En proposant une sélection de cinq courts-métrages, de fiction et documentaires, à la diffusion sur une période prolongée dans plusieurs cinémas classiques à La Marsa, Bizerte et Tunis, “5/5” teste l’appétence du public tunisien pour un format souvent plus audacieux et resserré, qui interroge autant les formes que les sujets.
La Presse — Le court-métrage tunisien, souvent relégué aux festivals, tente aujourd’hui de retrouver une visibilité durable dans les salles de cinéma locales.
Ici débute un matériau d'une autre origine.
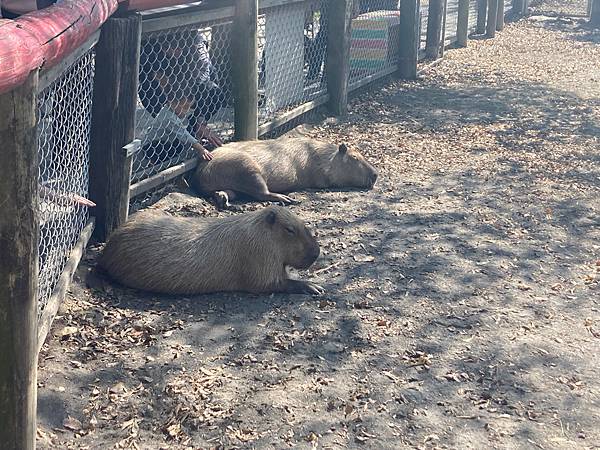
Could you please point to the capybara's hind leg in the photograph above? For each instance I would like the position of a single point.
(257, 188)
(301, 287)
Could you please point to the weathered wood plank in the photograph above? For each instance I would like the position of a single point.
(113, 120)
(244, 52)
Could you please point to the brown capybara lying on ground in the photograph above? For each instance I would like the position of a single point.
(246, 252)
(264, 169)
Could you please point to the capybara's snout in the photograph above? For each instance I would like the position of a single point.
(312, 253)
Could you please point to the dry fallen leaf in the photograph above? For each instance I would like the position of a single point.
(364, 258)
(118, 388)
(68, 331)
(70, 423)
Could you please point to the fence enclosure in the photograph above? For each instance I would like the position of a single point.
(86, 127)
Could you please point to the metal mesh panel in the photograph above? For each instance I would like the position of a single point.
(64, 112)
(451, 22)
(473, 15)
(424, 14)
(292, 54)
(375, 40)
(184, 95)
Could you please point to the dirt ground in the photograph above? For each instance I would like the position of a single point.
(463, 292)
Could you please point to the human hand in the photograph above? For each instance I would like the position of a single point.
(206, 133)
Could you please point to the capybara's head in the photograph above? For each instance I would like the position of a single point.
(349, 168)
(300, 248)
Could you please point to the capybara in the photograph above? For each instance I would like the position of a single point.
(247, 253)
(265, 169)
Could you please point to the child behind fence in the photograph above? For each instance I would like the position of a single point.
(167, 136)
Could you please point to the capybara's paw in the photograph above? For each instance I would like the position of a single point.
(221, 200)
(303, 287)
(285, 199)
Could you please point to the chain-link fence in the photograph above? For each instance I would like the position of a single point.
(185, 95)
(292, 57)
(450, 31)
(423, 13)
(473, 7)
(375, 38)
(64, 116)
Le projet “5/5”, lancé en mai dernier, constitue une initiative ambitieuse pour bousculer les circuits traditionnels de diffusion et offrir au format court une place plus visible et plus accessible au grand public.
Historiquement, les salles de cinéma tunisiennes ont quasiment cessé d’intégrer les courts-métrages dans leur programmation régulière. Le système du pré-programme, où un court métrage précède un long, a disparu. Cette situation crée un véritable défi : bien qu’il y ait des écrans pour les courts-métrages en Tunisie sous forme de séances spéciales, de festivals ou une programmation à la cinémathèque et aux cinéclubs, ils restent insuffisants pour assurer une diffusion stable et commerciale. Le format est alors condamné à rester confiné à une bulle festivalière, avec une visibilité proprement cinéphile très limitée en dehors de ce circuit, sans une véritable rencontre avec le large public.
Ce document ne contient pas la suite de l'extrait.